OpenCarbonEval: A Unified Carbon Emission Estimation Framework in Large-Scale AI Models
Zhaojian Yu, Yinghao Wu, Zhuotao Deng, Yansong Tang, Xiao-Ping Zhang
TL;DR
OpenCarbonEval introduces a unified cross-modal framework that uses Little's Law and Dynamic Throughput Modeling to predict training carbon emissions before initiating large-scale model training. By separating Operational and Embodied Carbon and modeling hardware throughput with a two-stage process, it achieves superior predictive accuracy over static baselines across language and vision tasks. The approach relies on $f(t) = \ln(1 + \alpha t)$ and the emissions relation $\mathcal{C}(P,D) = \int_{0}^{T} f(t) dt$ to connect compute, time, and carbon, while accounting for hardware-gen effects via the Equipment Era Effect Law. This work enables carbon-aware planning for AI development and deployment, promoting more sustainable practices in the AI community.
Abstract
In recent years, large-scale auto-regressive models have made significant progress in various tasks, such as text or video generation. However, the environmental impact of these models has been largely overlooked, with a lack of assessment and analysis of their carbon footprint. To address this gap, we introduce OpenCarbonEval, a unified framework for integrating large-scale models across diverse modalities to predict carbon emissions, which could provide AI service providers and users with a means to estimate emissions beforehand and help mitigate the environmental pressure associated with these models.
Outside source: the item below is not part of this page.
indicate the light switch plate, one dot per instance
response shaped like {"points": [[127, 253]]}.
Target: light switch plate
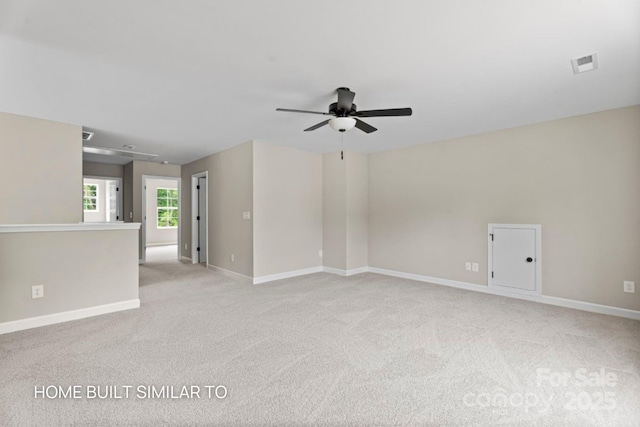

In OpenCarbonEval, we propose a dynamic throughput modeling approach that could capture workload and hardware fluctuations in the training process for more precise emissions estimates. Our evaluation results demonstrate that OpenCarbonEval can more accurately predict training emissions than previous methods, and can be seamlessly applied to different modal tasks. Specifically, we show that OpenCarbonEval achieves superior performance in predicting carbon emissions for both visual models and language models. By promoting sustainable AI development and deployment, OpenCarbonEval can help reduce the environmental impact of large-scale models and contribute to a more environmentally responsible future for the AI community.